La récupération des eaux grises de la cuisine                                                                                                                 photo  Catt Liu

Ne jamais perdre de vue, donc, le danger potentiel que représentent les eaux grises. « Bien qu'un traitement efficace puisse produire des eaux domestiques recyclées pratiquement débarrassées de tout microorganisme pathogène, un petit nombre de ceux-ci peuvent survivre et poser un certain risque, comme lors de jonctions fautives accidentelles entre le système de recyclage et le réseau d'approvisionnement en eau potable. Cela peut mener à l'ingestion d'eau contenant des agents entéropathogènes » i.e. relatif à une infection intestinale « pour l'homme qui peuvent causer des maladies gastro-intestinales graves. »[4]

Les paramètres de qualité de l’eau qui sont surveillés pour s’assurer de la qualité de l’eau sont énumérés ci-dessous :

  • DBO5 (BOD5) : Demande Biochimique en Oxygène sur 5 jours. Une demande biochimique en oxygène excessive peut causer des problèmes d’odeur et de couleur ;
  • DCO (COD) : Demande Chimique en Oxygène
  • TSS : Total des Solides en Suspension. Les contaminants organiques et les métaux lourds peuvent être absorbés par des particules et être ainsi protégés des désinfectants et créer des problèmes d’odeur.
  • Turbidité (Turbidity) : Une turbidité (un liquide trouble) excessive peut occasionner des problèmes d’odeur et nuire à la désinfection.

Le tableau suivant montre les résultats d’une analyse de l’eau juste avant son arrivée au système d’irrigation d’un potager installé sur une toiture.

Résultat d’analyse de l’eau grise à la sortie du système de traitement
Résultat d’analyse de l’eau grise à la sortie du système de traitement, juste avant son utilisation comme eau d’arrosage d’un potager. Source : Écohabitation et Sara Finley, 2008.

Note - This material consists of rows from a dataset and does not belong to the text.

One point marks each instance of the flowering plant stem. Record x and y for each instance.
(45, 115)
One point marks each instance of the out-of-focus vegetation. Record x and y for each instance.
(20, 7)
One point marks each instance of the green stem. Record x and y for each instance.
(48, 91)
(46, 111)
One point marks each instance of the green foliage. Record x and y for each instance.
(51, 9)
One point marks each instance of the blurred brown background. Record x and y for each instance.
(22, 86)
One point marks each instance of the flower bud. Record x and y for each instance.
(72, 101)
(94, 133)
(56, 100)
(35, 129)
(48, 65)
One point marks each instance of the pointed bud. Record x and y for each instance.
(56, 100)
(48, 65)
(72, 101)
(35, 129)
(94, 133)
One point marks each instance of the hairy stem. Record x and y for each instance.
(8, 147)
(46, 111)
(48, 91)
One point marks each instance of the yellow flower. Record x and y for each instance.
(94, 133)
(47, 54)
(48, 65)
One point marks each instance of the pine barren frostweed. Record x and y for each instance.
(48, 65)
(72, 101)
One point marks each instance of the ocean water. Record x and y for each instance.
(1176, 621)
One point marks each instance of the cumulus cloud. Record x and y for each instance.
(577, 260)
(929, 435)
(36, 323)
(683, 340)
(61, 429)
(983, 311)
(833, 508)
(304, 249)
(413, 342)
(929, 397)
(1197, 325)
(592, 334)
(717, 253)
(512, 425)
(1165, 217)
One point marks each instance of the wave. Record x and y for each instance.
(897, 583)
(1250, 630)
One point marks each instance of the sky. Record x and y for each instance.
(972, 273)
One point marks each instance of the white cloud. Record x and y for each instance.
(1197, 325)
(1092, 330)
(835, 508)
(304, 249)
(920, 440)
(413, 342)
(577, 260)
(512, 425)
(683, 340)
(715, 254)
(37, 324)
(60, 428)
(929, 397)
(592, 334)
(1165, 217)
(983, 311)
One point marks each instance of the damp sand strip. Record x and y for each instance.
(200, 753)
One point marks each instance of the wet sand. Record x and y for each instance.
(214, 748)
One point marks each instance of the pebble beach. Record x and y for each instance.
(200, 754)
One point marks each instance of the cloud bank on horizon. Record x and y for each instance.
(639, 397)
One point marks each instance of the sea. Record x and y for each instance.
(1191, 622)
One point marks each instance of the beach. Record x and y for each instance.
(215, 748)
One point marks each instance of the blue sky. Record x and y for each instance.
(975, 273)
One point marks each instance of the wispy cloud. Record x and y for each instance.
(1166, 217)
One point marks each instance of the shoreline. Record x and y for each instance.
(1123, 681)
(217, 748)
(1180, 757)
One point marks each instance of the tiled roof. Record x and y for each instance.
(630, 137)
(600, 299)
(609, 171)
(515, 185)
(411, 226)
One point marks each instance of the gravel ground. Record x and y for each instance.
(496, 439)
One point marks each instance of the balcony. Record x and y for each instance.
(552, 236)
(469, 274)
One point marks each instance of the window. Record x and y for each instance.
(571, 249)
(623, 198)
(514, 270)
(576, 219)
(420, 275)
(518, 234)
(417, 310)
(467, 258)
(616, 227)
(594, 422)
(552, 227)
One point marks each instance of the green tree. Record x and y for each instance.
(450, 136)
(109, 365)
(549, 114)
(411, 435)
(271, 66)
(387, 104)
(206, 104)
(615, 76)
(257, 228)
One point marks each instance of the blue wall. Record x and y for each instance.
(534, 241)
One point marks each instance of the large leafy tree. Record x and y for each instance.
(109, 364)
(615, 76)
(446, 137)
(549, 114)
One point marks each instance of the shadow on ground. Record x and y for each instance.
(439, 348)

Pour lire l’ensemble de cette fiche

  1. Pourquoi donc récupérer les eaux grises ?
  2. Quels sont les types de traitements qu’on peut choisir pour décontaminer l’eau grise ?
  3. Comment fonctionne un système de récupération des eaux grises ?
  4. Récupération des eaux grises : les solutions toutes simples
  5. Les eaux grises… productrices d’électricité !

[1] Peter Ridderstolpe. Introduction to Greywater Management. EcoSanRes Publications Series. Stockholm Environment Institute. June 2004. Page 1.
[2] Op. cit. À noter que « spp » est l’abréviation latine pour espèces (species pluralis)
[3] Op. cit., Tableau 3.
[4] Santé Canada. Recommandations canadiennes sur les eaux domestiques recyclées destinées à alimenter les chasses d’eau des toilettes et des urinoirs. 2010. Consultation le 4 février 2013.